X

After positive first-quarter results, what’s in store for Dropbox (DBX)

The technology sector is probably the worst affected by the economic downturn that has put pressure on companies to streamline operations through measures like cost-cutting and headcount reduction. Cloud service provider Dropbox, Inc. (NASDAQ: DBX) is the latest tech firm to announce layoffs as part of its efforts to stay competitive.

The San Francisco-headquartered company’s stock is currently trading in line with its long-term average. The shares got a much-needed boost after the company released first-quarter report last week. The stock has reversed a part of the losses it suffered following the last earnings announcement. Of late, DBX’s performance has been lackluster, despite the company doing well financially. Nevertheless, Dropbox’s encouraging prospects as a growing software-as-a-service company should lift investor sentiment going forward.

Investing in DBX

The company has been maintaining healthy cash flow and pursuing an aggressive share buyback program, which in turn would translate into long-term shareholder value. The valuation is favorable – it is one of the cheapest tech stocks as per the last closing price. The share count has fallen significantly in the last couple of years, while revenues grew at a high rate.

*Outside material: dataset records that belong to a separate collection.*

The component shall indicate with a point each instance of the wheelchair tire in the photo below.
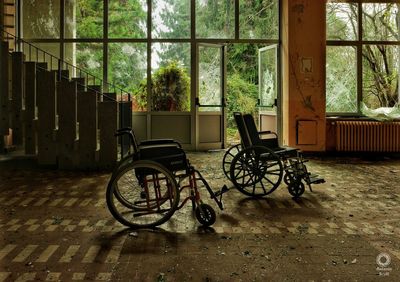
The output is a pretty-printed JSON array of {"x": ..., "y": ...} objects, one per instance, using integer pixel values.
[
  {"x": 256, "y": 171},
  {"x": 228, "y": 157},
  {"x": 205, "y": 214},
  {"x": 296, "y": 189},
  {"x": 149, "y": 191},
  {"x": 288, "y": 178}
]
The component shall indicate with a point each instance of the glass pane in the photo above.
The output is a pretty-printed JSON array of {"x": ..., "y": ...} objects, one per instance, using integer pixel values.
[
  {"x": 88, "y": 57},
  {"x": 210, "y": 79},
  {"x": 41, "y": 19},
  {"x": 171, "y": 19},
  {"x": 215, "y": 19},
  {"x": 127, "y": 64},
  {"x": 341, "y": 79},
  {"x": 43, "y": 53},
  {"x": 170, "y": 76},
  {"x": 268, "y": 76},
  {"x": 341, "y": 21},
  {"x": 83, "y": 19},
  {"x": 259, "y": 19},
  {"x": 127, "y": 19},
  {"x": 381, "y": 21},
  {"x": 381, "y": 69}
]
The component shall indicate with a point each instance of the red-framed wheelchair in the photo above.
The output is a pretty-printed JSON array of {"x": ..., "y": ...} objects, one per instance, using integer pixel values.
[{"x": 145, "y": 188}]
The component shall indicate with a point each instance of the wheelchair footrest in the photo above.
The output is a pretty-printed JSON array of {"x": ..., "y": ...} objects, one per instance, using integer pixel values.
[
  {"x": 316, "y": 179},
  {"x": 223, "y": 190}
]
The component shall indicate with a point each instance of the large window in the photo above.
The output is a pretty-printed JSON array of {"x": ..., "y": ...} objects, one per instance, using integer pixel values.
[
  {"x": 147, "y": 46},
  {"x": 363, "y": 55}
]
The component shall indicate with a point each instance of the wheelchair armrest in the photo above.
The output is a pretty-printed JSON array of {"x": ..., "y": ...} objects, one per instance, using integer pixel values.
[
  {"x": 153, "y": 142},
  {"x": 267, "y": 132},
  {"x": 124, "y": 129}
]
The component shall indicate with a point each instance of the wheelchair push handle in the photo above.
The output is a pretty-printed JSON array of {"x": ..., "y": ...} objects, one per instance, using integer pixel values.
[{"x": 129, "y": 131}]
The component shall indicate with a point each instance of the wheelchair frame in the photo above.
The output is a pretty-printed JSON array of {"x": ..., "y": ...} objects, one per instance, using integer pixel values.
[
  {"x": 256, "y": 166},
  {"x": 145, "y": 192}
]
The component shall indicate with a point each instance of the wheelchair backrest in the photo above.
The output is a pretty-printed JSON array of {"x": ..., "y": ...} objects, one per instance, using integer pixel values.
[
  {"x": 244, "y": 135},
  {"x": 254, "y": 135}
]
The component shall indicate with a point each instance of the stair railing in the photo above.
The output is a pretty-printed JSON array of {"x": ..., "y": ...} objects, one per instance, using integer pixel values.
[{"x": 31, "y": 50}]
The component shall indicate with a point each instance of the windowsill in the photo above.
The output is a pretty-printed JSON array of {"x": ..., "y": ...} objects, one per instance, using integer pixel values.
[{"x": 334, "y": 118}]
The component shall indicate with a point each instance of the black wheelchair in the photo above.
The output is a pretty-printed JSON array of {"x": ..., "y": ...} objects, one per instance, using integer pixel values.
[
  {"x": 257, "y": 165},
  {"x": 145, "y": 188}
]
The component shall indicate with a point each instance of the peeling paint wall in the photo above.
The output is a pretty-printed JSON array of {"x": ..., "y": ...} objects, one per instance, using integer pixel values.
[{"x": 303, "y": 56}]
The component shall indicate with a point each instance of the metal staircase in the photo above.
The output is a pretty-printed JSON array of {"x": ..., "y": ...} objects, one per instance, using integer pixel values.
[{"x": 56, "y": 111}]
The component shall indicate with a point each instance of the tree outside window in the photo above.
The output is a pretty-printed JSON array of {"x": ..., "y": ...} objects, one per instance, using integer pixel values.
[{"x": 378, "y": 46}]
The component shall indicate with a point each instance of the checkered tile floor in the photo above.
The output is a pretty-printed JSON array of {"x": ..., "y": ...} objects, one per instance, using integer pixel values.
[{"x": 55, "y": 226}]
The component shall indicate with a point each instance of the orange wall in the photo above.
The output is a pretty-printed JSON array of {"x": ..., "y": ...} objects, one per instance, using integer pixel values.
[{"x": 303, "y": 82}]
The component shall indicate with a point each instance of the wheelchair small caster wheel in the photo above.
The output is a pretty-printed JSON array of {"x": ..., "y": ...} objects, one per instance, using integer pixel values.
[
  {"x": 287, "y": 178},
  {"x": 205, "y": 214},
  {"x": 296, "y": 189}
]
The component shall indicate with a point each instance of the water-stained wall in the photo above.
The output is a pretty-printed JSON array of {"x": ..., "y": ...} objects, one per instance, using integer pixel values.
[{"x": 303, "y": 58}]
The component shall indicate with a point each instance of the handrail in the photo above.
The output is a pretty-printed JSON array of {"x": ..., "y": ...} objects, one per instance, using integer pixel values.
[{"x": 41, "y": 54}]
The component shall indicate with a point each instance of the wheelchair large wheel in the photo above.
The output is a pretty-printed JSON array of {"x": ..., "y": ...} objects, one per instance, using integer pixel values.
[
  {"x": 149, "y": 191},
  {"x": 228, "y": 157},
  {"x": 256, "y": 171}
]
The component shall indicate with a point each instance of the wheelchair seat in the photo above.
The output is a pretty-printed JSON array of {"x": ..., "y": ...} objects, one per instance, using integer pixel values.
[
  {"x": 271, "y": 142},
  {"x": 167, "y": 152}
]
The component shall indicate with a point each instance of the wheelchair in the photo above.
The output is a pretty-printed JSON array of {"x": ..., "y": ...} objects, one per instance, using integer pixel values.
[
  {"x": 257, "y": 166},
  {"x": 145, "y": 187}
]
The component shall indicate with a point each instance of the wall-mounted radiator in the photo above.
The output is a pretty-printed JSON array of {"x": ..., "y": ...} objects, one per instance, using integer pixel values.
[{"x": 367, "y": 136}]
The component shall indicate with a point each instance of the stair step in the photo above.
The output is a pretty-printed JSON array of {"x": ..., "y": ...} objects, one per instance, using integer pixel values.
[
  {"x": 41, "y": 66},
  {"x": 109, "y": 97},
  {"x": 81, "y": 83}
]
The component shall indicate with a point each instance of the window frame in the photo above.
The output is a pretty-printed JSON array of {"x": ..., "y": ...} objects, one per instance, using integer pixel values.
[
  {"x": 105, "y": 40},
  {"x": 359, "y": 43}
]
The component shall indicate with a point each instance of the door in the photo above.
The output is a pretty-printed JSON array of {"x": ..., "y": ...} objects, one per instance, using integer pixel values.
[
  {"x": 210, "y": 96},
  {"x": 268, "y": 88}
]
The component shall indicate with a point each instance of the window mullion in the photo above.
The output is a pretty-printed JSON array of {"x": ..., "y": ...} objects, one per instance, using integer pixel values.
[{"x": 359, "y": 59}]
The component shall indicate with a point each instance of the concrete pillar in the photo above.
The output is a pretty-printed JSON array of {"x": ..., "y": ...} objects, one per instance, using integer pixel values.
[
  {"x": 17, "y": 94},
  {"x": 108, "y": 119},
  {"x": 303, "y": 62},
  {"x": 67, "y": 124},
  {"x": 30, "y": 114},
  {"x": 4, "y": 93},
  {"x": 46, "y": 104},
  {"x": 87, "y": 119}
]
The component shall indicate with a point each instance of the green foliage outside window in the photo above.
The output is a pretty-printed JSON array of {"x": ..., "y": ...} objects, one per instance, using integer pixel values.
[{"x": 380, "y": 63}]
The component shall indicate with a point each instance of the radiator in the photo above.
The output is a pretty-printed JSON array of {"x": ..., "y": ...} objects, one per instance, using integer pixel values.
[{"x": 367, "y": 136}]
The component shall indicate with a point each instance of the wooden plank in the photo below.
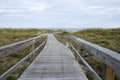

That said, macro headwinds and the stagnating business have made the management take the hard decision to terminate around 16% of employees. Currently, the company is focused on shifting to to AI-powered products to prepare the business to tap into long-term opportunities.

“For years, we’ve invested in AI and ML technologies to improve our infrastructure, improve our search functionality, image recognition, and many others. And now we can apply the same principles and techniques to organizing our customers’ working lives. And our customers can rely on us as a trusted brand that integrates seamlessly with all of their work tools, and we’re committed to ensuring the privacy and security of our customers’ content and using AI responsibly.” – Dropbox’s CEO Drew Houston at last week’s earnings call.

Financials

The company has an impressive track record of beating earnings estimates, with the bottom line surpassing/matching the Street View in every quarter since reporting started about five years ago. The trend continued in the March quarter, though adjusted profit dropped 11% from last year to $0.42 per share during the three-month period.

The company had 17.9 million paying users at the end of the quarter, which is up 5%. The user growth translated into an increase in revenues to $611.1 million, beating the market’s forecast. Over the years, the top line expanded steadily, reflecting the growing demand for file hosting services. Average Revenue Per Paying User rose at an accelerated pace in the first quarter, aided by the management’s prudent pricing policy, and the gross margin more than doubled from last year to 80.9%.

DBX, which had lost momentum ahead of earnings, regained strength after last week’s announcement. It traded slightly higher on Monday afternoon.